Boeing’s new Starliner crew capsule has rocketed into orbit on a test flight bound for the International Space Station.
- This is Boeing’s third shot at the high-stakes Starliner flight
- The first flight in 2019 was stricken by software errors so severe ground controllers hastily cut short the mission
- Boeing is seeking redemption as it attempts to catch up with SpaceX
This latest mission comes after years of being grounded by flaws that could have doomed the spacecraft.
Only a test dummy was aboard as the rocket launched. If the capsule reaches the International Space Station on Friday and everything else goes well, two or three NASA test pilots could strap in by the end of this year or early next for the company’s first crewed flight.
It is Boeing’s third shot at the high-stakes flight.
Starliner’s first test flight in 2019 was stricken by software errors so severe that the capsule ended up in the wrong orbit and had to skip the space station. The spacecraft came close to being destroyed as ground controllers hastily cut short the mission.
After dozens of safety fixes, Boeing returned a different capsule to the launch pad last summer. Corroded valves halted the countdown, resulting in another round of repairs.
The drawn-out test flight program has cost Boeing approximately US$600 million (more than $851 million).
Boeing is seeking redemption as it attempts to catch up with SpaceX, NASA’s other contracted taxi service.
Elon Musk’s company has been flying astronauts to and from the space station for two years and delivering cargo for a full decade.

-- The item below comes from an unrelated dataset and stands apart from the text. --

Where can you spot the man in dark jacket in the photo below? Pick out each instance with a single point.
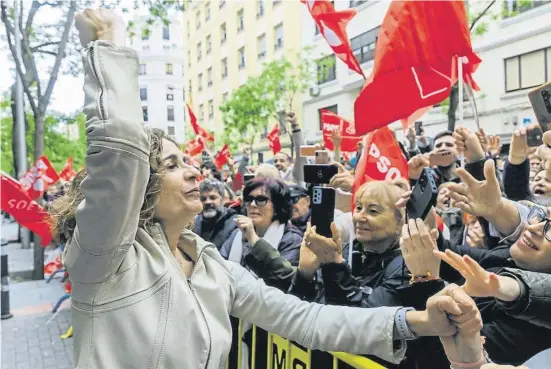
(216, 223)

Eager to reduce its high-priced dependency on Russia for crew transport, NASA hired Boeing and SpaceX to launch astronauts to the space station after the shuttle program ended in 2011.
NASA administrator Bill Nelson said that was why it was so important for Boeing’s Starliner to succeed.
Starliner will spend close to a week at the space station before aiming for a touchdown in the New Mexico desert.
Astronauts watch launch at Cape Canaveral
Different in looks but similar in function to SpaceX’s Dragon capsule, Boeing’s fully automated capsule will attempt to dock at the space station on its own.
However, station astronauts will be ready to steer the capsule by remote control if necessary.
NASA has yet to finalise which astronauts will be in the first Starliner crew. The program is so far behind that the original three have stepped aside.
The leading candidates gathered at Cape Canaveral for the evening launch of Starliner atop United Launch Alliance’s Atlas V rocket.
Besides Rosie the Rocketeer — a space-age version of World War II’s Rosie the Riveter — the capsule is carrying groceries and spacewalking gear for the seven station residents.
US spacewalks have been on hold since an astronaut’s helmet took on water in March. NASA is sending up extra absorbent pads for use in helmets, in case an emergency spacewalk is required as the investigation continues.
Boeing also is flying mementos from historically black colleges and universities and tree seeds similar to those Apollo astronauts took to the Moon that became so-called Moon trees here on Earth.